PEPP-PT O APPLE-GOOGLE?

Se ancora non è chiaro chi abbia scelto l’app, c’è un altro aspetto che non torna. Sempre nella relazione della ministra Pisano si legge che “la task force ha evidenziato di ritenere che Immuni, dal punto di vista tecnico fosse la più avanzata e si avvicinasse maggiormente a una visione europea che stava nascendo nel Consorzio del Progetto Europeo PEPP-PT Pan-European Privacy-Preserving Proximity Tracing”.
Dunque la “scelta” di Immuni è stata motivata anche dalla conformità all’iniziativa Pepp-pt (modello centralizzato).  Tanto che in audizione in commissione Trasporti alla Camera martedì, anche il commissario Arcuri ha precisato che “l’app Immuni realizzata da Bending Spoons è stata selezionata da un gruppo di lavoro, per la conformità al modello europeo delineato dal Consorzio Pepp-Pt”.

Eppure, lo scorso 29 aprile la ministra dell’Innovazione ha annunciato che l’app Immuni seguirà l’approccio decentralizzato sviluppato da Apple e Google, non più il framework Pepp-Pt.

BENDING SPOONS A LAVORO

Nel frattempo Bending Spoons è al lavoro per sviluppare il più rapidamente possibile l’app Immuni. Decine di sviluppatori e tecnici della società milanese, secondo quanto apprende l’Adnkronos, sono al lavoro senza interruzioni per consentire al governo di avere a disposizione la app entro le prossime settimane, almeno nella sua fase di test.

Una conferma che arriva anche dalle dichiarazioni di ieri del Commissario Domenico Arcuri che ha confermato che l’app Immuni dovrebbe essere pronta per fine mese.

BRUSAFERRO (ISS): “APP IMPORTANTE MA NON SOSTITUISCE OPERATORE”

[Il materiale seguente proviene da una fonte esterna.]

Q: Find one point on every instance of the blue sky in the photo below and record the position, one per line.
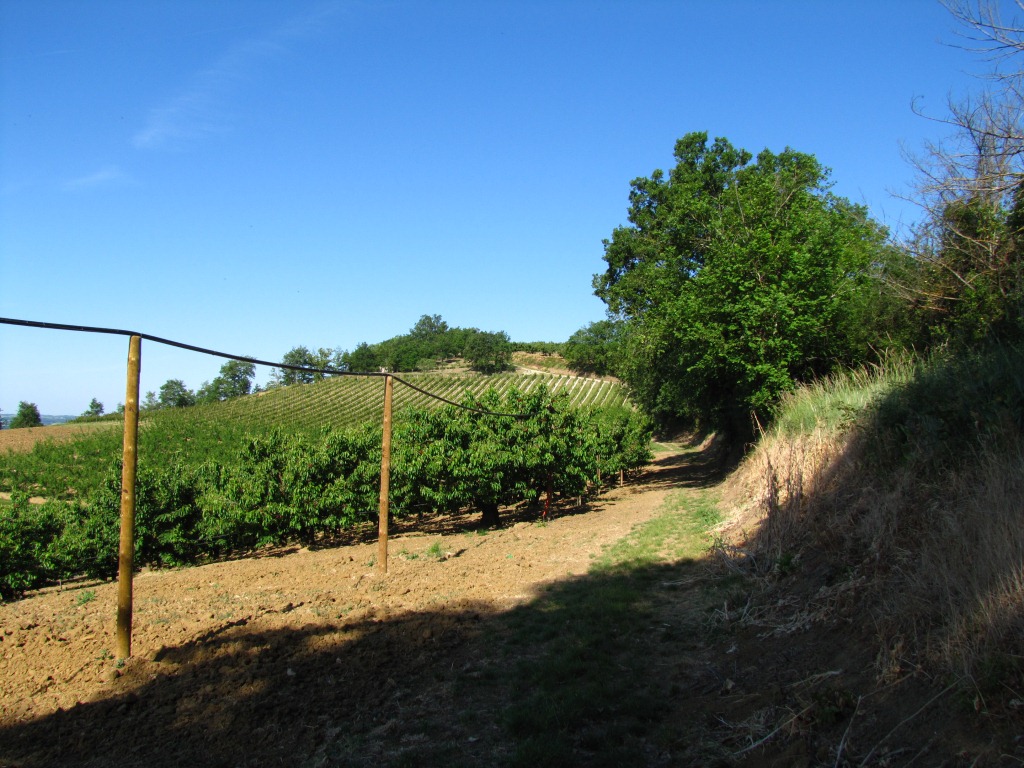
(251, 176)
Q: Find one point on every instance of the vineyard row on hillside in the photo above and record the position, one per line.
(215, 481)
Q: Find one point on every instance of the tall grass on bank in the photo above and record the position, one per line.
(908, 477)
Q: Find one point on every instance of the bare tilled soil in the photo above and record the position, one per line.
(484, 648)
(286, 657)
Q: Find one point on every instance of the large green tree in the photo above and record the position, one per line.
(236, 380)
(595, 348)
(27, 416)
(488, 352)
(174, 393)
(735, 278)
(302, 355)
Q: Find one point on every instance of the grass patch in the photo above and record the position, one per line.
(573, 672)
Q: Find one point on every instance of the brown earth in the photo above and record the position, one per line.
(311, 657)
(24, 439)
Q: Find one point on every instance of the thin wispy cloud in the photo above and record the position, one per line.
(105, 176)
(202, 109)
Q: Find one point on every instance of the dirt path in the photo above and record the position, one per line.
(246, 650)
(481, 648)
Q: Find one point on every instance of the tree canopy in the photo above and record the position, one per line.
(236, 380)
(27, 416)
(735, 278)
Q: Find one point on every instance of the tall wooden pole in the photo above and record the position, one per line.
(129, 464)
(385, 478)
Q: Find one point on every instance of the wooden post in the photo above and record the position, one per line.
(385, 478)
(129, 464)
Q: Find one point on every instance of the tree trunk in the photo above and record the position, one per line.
(489, 518)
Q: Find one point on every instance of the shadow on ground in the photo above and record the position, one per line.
(557, 677)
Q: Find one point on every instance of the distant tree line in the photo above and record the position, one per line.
(738, 278)
(429, 344)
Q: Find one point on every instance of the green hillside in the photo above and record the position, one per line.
(349, 400)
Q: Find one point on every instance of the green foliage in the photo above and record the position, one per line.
(952, 407)
(488, 352)
(430, 341)
(301, 355)
(95, 409)
(27, 416)
(734, 280)
(240, 486)
(236, 380)
(174, 393)
(595, 348)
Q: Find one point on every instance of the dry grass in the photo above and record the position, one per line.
(931, 552)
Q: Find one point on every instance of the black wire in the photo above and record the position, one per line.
(254, 360)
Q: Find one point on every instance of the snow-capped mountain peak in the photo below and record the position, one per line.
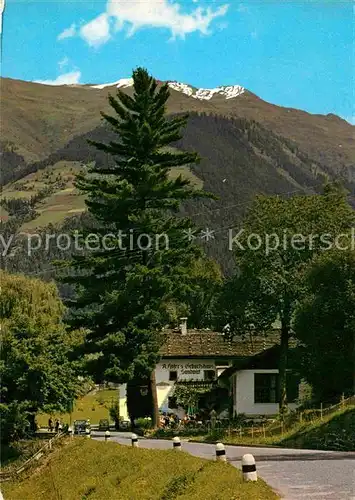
(206, 94)
(122, 83)
(228, 92)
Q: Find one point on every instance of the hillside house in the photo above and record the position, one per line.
(203, 357)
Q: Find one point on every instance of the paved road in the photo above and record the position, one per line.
(294, 474)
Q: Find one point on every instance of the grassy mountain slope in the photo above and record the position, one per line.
(240, 159)
(37, 120)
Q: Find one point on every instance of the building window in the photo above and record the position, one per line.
(209, 374)
(266, 387)
(173, 376)
(172, 402)
(292, 386)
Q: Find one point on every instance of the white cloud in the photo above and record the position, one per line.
(149, 13)
(67, 33)
(65, 79)
(97, 31)
(64, 62)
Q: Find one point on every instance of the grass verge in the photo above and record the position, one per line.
(93, 406)
(92, 470)
(334, 432)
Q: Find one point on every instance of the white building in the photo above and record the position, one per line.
(249, 365)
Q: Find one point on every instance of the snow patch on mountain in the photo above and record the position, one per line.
(123, 83)
(203, 94)
(181, 87)
(206, 94)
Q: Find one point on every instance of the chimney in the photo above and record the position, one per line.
(183, 326)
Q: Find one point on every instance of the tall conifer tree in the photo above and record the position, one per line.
(123, 293)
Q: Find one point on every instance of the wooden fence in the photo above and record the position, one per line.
(6, 476)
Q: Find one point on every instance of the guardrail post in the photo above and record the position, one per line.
(176, 443)
(221, 452)
(134, 440)
(249, 468)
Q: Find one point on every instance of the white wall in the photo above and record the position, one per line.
(187, 369)
(243, 394)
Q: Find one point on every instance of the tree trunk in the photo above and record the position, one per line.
(155, 408)
(285, 333)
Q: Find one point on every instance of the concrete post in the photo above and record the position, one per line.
(176, 443)
(134, 439)
(220, 452)
(249, 468)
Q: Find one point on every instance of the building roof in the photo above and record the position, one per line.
(266, 359)
(209, 344)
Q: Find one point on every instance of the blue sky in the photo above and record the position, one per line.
(297, 54)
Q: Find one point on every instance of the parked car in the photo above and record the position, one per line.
(104, 425)
(80, 426)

Sull’indispensabilità dell’app di contact tracing nella fase due oggi si è espresso anche Silvio Brusaferro, presidente dell’Istituto superiore di sanità, in audizione alla Commissione Affari sociali della Camera.

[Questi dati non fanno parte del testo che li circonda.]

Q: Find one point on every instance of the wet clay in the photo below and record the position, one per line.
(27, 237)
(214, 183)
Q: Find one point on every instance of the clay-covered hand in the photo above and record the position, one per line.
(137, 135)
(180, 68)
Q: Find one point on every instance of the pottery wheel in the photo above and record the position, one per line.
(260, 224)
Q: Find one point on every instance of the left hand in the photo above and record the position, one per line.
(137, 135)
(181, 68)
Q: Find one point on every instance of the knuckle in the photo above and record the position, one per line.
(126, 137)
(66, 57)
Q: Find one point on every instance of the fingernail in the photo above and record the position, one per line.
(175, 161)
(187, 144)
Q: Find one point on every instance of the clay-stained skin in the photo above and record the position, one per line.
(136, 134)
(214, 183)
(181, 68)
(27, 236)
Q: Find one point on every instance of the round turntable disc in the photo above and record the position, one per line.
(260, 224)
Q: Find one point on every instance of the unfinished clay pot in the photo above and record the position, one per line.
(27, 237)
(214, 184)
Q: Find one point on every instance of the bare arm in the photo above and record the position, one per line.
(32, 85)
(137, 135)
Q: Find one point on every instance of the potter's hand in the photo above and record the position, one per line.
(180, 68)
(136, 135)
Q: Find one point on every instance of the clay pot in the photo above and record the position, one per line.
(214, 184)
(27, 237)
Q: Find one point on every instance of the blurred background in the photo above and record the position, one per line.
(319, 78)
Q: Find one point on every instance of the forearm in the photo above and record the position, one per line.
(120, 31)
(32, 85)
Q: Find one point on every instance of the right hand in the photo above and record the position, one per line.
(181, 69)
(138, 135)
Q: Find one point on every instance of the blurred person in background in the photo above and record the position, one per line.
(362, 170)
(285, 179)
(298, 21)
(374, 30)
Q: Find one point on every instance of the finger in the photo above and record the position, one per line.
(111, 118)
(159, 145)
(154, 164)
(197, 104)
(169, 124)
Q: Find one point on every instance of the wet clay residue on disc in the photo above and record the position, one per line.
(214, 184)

“Le app possono riportare immediatamente le persone che hanno avuto un contatto con i positivi e possono tracciarlo e registrarlo nelle ultime 48 ore. Questa funzione facilita l’opera di chi dopo deve fare l’intervista, ma non può sostituire chi deve fare le interviste, sono gli operatori a poter ricostruire la storia recente e la modalità con cui è avvenuto il contatto” con un caso di Covid-19. Ha sottolineato Brusaferro.
“In questo senso va il potenziamento degli operatori previsto dall’ultimo decreto del ministro della Salute, per il monitoraggio stretto di quanto avviene a livello nazionale e soprattutto regionale, per intercettare precocemente eventuali focolai che possano poi facilitare la diffusione del virus”.